Sorry for not responding line by line today, just summarising. The poetry of the CRS3xx line is that the switch chip settings, which have to be configured using dedicated branches of the configuration tree on all other RB products that feature switch chips, are integrated into the “bridge” settings here. Which induces a fear that the forwarding might be done in software, but that’s not the case.

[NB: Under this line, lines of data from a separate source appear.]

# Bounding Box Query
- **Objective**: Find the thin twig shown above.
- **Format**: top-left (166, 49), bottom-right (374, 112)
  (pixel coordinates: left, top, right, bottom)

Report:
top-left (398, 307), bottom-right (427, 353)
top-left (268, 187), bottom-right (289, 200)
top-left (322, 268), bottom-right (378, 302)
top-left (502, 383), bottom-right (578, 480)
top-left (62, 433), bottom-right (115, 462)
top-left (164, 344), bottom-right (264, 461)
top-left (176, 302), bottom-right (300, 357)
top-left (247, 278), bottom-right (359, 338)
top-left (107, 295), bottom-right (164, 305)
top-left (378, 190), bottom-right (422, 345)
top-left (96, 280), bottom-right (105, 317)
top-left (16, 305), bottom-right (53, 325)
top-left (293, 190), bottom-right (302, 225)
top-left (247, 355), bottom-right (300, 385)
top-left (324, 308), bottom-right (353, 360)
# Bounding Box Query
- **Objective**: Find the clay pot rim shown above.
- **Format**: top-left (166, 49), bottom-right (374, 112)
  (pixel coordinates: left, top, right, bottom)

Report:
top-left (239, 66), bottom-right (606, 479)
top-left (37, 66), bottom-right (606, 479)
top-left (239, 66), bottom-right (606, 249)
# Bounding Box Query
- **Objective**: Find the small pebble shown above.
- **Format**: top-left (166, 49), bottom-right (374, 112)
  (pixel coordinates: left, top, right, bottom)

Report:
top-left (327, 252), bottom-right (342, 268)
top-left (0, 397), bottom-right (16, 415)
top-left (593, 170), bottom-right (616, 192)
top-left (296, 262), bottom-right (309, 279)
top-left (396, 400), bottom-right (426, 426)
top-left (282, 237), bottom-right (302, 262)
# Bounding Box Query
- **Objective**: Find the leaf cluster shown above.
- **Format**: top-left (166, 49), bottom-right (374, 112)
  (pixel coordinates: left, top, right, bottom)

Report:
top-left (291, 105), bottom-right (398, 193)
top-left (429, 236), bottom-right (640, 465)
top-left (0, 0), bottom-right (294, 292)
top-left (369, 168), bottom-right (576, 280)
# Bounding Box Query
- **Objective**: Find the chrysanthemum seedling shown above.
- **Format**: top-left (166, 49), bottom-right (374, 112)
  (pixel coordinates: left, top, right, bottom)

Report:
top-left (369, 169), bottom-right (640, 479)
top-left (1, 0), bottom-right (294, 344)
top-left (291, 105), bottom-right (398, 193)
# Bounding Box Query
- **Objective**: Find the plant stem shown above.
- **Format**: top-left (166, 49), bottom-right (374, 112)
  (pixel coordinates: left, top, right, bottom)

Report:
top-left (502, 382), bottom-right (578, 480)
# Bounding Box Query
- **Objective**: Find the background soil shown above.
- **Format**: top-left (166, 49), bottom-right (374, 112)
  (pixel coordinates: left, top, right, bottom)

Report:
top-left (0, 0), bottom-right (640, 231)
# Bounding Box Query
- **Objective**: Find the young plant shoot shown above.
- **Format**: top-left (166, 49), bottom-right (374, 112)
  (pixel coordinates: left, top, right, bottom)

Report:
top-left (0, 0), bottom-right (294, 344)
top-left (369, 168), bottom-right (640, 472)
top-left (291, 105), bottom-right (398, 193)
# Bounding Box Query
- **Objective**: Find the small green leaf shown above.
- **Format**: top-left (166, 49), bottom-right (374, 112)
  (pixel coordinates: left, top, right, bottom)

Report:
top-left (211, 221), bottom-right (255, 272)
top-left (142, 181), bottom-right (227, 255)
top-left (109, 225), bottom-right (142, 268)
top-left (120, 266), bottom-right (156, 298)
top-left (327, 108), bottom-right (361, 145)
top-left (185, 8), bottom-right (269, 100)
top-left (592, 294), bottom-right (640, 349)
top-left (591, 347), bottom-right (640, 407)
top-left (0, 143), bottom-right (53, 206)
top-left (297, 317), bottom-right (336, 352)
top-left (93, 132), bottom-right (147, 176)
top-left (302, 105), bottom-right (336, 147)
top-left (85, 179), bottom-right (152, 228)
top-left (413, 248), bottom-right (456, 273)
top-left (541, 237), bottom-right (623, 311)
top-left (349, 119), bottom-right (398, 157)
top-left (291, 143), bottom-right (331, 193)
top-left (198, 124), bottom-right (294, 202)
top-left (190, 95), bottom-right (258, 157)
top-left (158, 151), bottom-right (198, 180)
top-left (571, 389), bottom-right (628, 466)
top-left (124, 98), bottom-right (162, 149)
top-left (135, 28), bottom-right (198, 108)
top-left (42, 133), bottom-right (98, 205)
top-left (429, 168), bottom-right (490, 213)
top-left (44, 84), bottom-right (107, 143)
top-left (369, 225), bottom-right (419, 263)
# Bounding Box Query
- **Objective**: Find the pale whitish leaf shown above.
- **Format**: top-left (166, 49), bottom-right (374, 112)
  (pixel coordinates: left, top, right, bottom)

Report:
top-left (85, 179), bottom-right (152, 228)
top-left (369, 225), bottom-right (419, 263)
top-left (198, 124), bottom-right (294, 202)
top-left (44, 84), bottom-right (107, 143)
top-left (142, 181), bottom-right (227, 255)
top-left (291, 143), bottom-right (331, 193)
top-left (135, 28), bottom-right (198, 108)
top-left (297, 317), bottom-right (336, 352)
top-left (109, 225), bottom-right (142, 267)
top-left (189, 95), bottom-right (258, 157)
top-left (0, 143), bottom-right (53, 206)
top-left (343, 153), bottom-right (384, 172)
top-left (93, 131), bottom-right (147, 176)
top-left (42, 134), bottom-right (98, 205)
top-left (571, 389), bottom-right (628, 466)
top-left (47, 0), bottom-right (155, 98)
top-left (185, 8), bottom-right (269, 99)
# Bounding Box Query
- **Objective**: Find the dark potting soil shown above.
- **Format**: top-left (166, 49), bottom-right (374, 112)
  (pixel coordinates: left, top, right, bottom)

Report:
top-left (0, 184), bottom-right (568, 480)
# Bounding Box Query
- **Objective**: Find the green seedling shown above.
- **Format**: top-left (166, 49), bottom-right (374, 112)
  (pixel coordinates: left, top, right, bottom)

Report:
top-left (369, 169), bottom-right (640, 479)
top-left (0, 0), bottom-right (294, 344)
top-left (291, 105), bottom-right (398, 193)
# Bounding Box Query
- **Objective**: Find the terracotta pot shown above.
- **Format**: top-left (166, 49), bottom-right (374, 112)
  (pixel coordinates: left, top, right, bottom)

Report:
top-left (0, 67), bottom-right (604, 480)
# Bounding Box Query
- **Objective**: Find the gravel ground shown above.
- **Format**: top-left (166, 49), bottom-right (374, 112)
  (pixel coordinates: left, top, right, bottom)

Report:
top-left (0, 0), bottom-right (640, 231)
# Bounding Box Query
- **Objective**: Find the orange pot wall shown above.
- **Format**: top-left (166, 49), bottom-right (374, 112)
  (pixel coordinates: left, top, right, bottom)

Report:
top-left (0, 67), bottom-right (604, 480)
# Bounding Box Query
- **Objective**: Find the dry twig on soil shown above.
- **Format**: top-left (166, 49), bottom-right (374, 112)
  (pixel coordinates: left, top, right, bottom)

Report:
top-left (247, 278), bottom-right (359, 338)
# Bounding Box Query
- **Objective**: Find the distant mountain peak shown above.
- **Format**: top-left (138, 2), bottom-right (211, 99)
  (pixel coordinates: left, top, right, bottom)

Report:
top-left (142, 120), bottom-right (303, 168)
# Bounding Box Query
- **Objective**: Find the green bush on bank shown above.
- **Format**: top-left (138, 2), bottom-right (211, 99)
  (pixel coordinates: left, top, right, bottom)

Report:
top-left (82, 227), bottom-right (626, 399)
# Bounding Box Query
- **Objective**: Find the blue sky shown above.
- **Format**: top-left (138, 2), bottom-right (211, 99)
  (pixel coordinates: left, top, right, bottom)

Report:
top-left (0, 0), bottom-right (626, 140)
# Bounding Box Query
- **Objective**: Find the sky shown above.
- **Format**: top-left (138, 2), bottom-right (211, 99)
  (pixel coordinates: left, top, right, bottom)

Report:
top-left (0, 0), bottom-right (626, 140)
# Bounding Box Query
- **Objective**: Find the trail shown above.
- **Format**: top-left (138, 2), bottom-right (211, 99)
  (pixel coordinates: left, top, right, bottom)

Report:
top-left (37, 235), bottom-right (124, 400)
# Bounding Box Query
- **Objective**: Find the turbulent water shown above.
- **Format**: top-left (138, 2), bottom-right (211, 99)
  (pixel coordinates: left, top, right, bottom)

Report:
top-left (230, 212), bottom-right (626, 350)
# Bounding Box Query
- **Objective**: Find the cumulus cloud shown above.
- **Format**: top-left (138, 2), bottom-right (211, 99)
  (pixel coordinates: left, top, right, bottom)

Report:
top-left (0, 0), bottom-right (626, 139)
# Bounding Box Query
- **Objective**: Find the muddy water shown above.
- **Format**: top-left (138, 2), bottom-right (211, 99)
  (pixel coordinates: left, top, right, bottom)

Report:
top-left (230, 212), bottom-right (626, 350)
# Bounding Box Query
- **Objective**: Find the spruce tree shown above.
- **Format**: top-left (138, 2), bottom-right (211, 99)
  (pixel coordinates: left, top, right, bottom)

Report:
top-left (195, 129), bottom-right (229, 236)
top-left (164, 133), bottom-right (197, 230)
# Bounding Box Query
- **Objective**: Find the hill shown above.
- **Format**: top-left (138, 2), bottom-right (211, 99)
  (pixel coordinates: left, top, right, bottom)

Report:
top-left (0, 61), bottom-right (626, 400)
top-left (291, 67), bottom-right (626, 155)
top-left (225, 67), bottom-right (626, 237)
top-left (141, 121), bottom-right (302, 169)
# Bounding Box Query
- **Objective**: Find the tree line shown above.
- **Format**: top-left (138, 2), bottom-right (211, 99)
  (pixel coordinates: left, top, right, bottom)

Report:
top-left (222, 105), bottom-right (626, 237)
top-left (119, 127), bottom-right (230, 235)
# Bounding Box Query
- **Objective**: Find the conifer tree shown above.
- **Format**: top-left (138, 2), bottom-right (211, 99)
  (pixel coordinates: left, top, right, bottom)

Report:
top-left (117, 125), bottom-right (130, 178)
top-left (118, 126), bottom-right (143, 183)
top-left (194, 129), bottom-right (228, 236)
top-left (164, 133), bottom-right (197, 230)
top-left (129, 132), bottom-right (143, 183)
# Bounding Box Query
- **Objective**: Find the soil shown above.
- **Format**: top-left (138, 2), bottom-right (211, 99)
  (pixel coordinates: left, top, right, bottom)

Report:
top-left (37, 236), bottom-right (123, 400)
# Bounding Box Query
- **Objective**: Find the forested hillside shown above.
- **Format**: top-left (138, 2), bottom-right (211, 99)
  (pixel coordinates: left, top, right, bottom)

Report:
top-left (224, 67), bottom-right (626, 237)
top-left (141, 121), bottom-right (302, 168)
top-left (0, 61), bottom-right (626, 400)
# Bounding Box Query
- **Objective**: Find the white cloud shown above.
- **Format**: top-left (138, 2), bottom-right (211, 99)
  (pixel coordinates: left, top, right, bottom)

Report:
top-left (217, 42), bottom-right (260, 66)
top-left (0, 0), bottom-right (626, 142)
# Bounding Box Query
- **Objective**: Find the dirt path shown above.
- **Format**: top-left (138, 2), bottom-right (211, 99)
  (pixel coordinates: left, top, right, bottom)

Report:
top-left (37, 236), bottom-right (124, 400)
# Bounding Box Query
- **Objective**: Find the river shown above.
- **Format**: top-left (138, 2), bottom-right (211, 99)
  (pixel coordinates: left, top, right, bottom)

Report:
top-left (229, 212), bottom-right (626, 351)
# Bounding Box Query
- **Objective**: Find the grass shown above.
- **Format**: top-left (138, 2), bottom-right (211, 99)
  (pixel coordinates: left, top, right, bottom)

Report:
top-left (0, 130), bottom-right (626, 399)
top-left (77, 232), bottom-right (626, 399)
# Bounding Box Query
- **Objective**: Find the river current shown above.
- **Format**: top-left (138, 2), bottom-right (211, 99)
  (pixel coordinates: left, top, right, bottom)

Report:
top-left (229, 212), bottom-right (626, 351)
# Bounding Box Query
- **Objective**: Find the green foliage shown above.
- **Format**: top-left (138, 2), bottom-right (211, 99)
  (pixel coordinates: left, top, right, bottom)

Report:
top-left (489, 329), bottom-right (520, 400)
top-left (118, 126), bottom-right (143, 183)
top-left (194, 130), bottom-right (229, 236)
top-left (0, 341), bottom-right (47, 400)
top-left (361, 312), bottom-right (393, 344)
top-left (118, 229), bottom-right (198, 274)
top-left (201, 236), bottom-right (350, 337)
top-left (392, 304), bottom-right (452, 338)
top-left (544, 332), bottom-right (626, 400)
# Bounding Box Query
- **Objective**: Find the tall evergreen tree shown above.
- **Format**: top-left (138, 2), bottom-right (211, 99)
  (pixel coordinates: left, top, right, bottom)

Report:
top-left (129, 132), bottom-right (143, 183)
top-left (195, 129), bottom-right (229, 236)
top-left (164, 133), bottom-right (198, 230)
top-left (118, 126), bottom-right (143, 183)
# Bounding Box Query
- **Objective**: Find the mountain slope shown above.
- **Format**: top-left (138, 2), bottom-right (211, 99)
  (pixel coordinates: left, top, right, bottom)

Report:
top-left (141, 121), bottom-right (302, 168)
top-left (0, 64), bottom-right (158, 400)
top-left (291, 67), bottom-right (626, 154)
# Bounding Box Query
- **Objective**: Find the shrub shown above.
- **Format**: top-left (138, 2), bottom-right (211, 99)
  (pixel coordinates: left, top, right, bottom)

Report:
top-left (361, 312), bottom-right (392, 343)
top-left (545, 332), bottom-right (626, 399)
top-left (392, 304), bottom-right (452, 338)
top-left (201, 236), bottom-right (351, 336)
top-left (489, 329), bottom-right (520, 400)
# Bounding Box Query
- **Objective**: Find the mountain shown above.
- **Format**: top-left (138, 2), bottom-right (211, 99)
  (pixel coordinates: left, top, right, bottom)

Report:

So look at @pcunite’s tutorial on VLANs, or use the official documentation on Wiki regarding bridge with vlan-filtering set to yes, and rest assured that as long as the frames need to be forwarded from one physical ethernet port to another, on CRS3xx the CPU won’t take part in that process.
As for linking SSIDs to VLAN IDs, that should be outside the CRS scope, decent APs do that internally. Mikrotik’s wireless access list adds tricks like assigning VLAN ID and personal WPA passphrase to an associated client based on its MAC address (or, if you are totally insane, based on signal strength), so you can have a single SSID on air but privileged users may get different treatment on that SSID. Of course the same (except matching on signal strength) can be achieved using EAP authentication against a RADIUS server on many other APs, but Mikrotik can do this standalone, with “WPA(2)-personal” and no external server (whereas, on the other side, the internal RADIUS server called User Manager does not support EAP to date).